Male wild-type short-fin zebrafish of 4–6 months of age were obtained from a local animal store in Bogotá, Colombia. The fish were kept in 7 L tanks (400 ml/fish) at a temperature of 27 ± 1°C, pH between 6.8 and 7.4 and light/dark cycle of 12:12 h and they were fed once a day in the light phase with a TetraMin (Tetra GMBH, Germany) standardized diet.[28] In addition, each tank had an aeration system and filters to guarantee adequate water conditions for the animals, which had a 2-week adaptation period before any test. A total of 84 male zebrafish were used for the experimental tests and they had average weights and sizes of 362 mg and 2.6 cm, respectively, and were distributed randomly into control and experimental groups. Only males were used due to their differences in the aggressiveness tests and biochemical markers relative to that in females.[29] All procedures were carried out based on the ethical principles of the 3 Rs and the Guide for the Care and Use of Animals in Neuroscience and in Behavioural Research.[30] All protocols were approved by the ethics committee in animal experimentation of Universidad Antonio Nariño (June 06/2017).

Environmental stress and acute ethanol exposure

To induce stress, an acute USP was performed for 3 days [Figure 1]. This protocol included a tank change on day 1 with the water temperature at 33°C for 30 min and then at 23°C for 30 min. On day 2, the fish were chased with a net for 10 min.

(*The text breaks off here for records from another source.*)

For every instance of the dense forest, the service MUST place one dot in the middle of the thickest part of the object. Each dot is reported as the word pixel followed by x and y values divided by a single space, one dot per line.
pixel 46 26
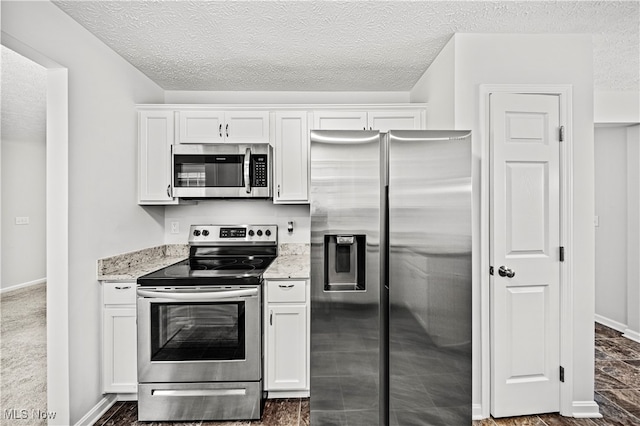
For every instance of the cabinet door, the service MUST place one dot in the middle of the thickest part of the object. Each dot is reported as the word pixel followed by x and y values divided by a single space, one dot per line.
pixel 286 347
pixel 339 120
pixel 201 126
pixel 119 358
pixel 246 126
pixel 384 121
pixel 291 157
pixel 155 138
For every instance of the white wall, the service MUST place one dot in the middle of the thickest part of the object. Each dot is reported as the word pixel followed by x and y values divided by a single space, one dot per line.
pixel 259 212
pixel 104 218
pixel 24 85
pixel 531 59
pixel 611 234
pixel 252 97
pixel 633 233
pixel 437 87
pixel 616 107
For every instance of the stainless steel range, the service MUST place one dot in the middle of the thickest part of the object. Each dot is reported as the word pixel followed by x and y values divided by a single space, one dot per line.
pixel 200 327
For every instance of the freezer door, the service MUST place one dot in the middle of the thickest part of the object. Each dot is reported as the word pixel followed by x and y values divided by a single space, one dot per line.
pixel 345 291
pixel 429 284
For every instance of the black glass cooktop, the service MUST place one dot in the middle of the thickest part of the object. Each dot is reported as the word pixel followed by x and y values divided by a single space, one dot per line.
pixel 210 271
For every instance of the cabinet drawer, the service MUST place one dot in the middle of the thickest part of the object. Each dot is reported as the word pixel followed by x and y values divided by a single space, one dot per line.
pixel 119 293
pixel 286 291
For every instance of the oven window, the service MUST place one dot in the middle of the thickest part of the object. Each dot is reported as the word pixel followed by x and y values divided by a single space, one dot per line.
pixel 197 331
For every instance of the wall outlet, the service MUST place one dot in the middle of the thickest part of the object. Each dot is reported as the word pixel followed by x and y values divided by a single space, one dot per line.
pixel 175 227
pixel 22 220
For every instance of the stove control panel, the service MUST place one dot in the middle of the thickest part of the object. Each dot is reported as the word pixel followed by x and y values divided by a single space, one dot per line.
pixel 211 234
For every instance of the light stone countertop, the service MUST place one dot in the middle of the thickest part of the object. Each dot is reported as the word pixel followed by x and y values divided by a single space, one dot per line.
pixel 289 266
pixel 130 266
pixel 293 261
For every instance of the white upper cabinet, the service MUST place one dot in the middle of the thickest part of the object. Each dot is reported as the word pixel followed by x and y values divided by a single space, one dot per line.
pixel 339 120
pixel 211 126
pixel 384 121
pixel 154 157
pixel 291 157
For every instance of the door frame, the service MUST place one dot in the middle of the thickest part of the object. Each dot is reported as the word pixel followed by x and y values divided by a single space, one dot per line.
pixel 57 233
pixel 565 97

On day 3, immobilization was carried out in 2 ml microcentrifuge tubes (open at both sides to allow oxygenated water circulation) for 60 min [adapted from 14]. The USP was carried out in groups of six fish in a different tank from the storage tank. On day 4, zebrafish were exposed to ethanol (70% ethyl alcohol, Tecnoquímicas, Bogotá, Colombia) at different concentrations (0, 0.25, 0.5, 0.75 and 1%, n = 12 each group). All dilutions were performed in a 1 L tank. Zebrafish were exposed to ethanol at 0.25 and 0.5% for 40 min, the minimum time necessary to reach concentrations of alcohol in the blood and brain similar to the concentration in the tank.[20,31] Zebrafish exposed to ethanol at 0.75 and 1% showed buoyancy and balance loss after 15–20 min and an exposure time of 40 min was fatal in the pilot tests. Therefore, the zebrafish were exposed for 20 min at these doses (0.75 and 1%). The fish were transferred to tanks with fresh water and behavioural analyses were performed after a 5-min recovery period. In addition, due to the significant differences in locomotor behaviour, a behavioural test without stress was performed with ethanol exposure at 0.75%. First, the behaviour tests were recorded without alcohol; then, the same group was exposed to 0.75% alcohol and a second recording was made (prepost test). A total of 14 groups with six fish each were generated, with seven groups for the swimming deep test (control, stress only, stress plus 0.25, 0.5, 0.75 and 1% and prepost of 0.75% without stress) and seven groups for the mirror proximity test.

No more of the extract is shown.